What is emotional health? Essentially it is the ability to respond effectively to the present moment, maintaining a felt and embodied awareness of what is happening now. This differs from emotional dysfunction, which distorts present experience due to the influence of repressed and unresolved emotions from the past. When we speak of “emotional baggage” we are referring to the accumulated weight of past emotional experiences that have not been adequately expressed and received. This point is very important, so let me say it again: To complete and be resolved emotional realities need to be expressed and received. This is because we are social and relational beings. Just expressing feelings is not enough - we need to have our inner experience meaningfully reflected by the world around us.
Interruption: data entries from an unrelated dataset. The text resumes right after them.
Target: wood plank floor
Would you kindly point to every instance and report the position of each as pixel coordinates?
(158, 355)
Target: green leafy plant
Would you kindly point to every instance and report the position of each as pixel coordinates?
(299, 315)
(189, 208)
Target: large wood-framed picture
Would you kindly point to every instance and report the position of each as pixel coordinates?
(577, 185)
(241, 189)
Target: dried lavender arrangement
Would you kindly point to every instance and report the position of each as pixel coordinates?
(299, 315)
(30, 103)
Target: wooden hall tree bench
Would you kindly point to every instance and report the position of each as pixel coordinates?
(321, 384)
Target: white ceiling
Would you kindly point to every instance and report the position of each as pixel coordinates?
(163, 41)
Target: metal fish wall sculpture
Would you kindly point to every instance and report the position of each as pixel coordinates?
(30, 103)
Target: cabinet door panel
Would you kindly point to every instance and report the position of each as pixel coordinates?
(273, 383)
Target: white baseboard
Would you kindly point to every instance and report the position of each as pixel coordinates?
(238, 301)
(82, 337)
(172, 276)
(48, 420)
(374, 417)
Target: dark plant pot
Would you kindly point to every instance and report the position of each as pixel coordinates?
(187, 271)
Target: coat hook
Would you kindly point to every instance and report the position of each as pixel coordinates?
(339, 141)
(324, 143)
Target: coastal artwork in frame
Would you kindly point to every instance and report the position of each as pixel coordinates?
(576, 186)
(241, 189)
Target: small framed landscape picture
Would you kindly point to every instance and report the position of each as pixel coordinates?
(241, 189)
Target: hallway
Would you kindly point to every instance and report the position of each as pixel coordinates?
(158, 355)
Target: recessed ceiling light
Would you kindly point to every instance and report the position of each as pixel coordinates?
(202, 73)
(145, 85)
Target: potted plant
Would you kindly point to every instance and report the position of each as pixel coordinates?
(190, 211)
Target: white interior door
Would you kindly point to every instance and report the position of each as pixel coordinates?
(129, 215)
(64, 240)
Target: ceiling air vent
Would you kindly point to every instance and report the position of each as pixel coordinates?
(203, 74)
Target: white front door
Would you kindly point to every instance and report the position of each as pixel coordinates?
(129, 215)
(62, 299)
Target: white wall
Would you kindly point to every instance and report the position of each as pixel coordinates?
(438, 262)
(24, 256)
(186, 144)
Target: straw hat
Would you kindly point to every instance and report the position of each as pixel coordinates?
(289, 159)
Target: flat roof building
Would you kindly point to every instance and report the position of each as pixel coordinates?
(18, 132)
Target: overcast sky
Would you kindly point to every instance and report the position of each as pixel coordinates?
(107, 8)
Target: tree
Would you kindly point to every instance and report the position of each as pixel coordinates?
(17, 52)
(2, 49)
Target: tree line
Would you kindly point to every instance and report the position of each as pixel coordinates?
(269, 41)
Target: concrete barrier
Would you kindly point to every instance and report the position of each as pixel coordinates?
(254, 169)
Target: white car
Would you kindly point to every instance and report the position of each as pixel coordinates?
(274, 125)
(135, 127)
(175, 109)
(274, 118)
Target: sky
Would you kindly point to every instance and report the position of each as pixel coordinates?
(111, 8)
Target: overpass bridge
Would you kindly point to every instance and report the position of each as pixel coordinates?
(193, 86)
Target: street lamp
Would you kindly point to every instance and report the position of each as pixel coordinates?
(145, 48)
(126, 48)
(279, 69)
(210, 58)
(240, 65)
Whatever stage of life you are in, consider yourself to be in the middle: between what's already happened, and what's still to come; between who you have been, and who you are becoming. This much is clear: If you are alive then your fundamental task is to keep growing, and all growth happens at the edge of what is familiar and what is unfamiliar. Emotional health means being able to ride that edge of aliveness.
We adults have important lessons to teach our children about how to be in the world. Yet we do well to remember what they cannot forget: that life is lived entirely here and now, moment to moment. What's more, life is inherently playful and exciting. Children, with their raw intensity and emotional honesty, can remind us adults about how to courageously lean into life and live it fully each day.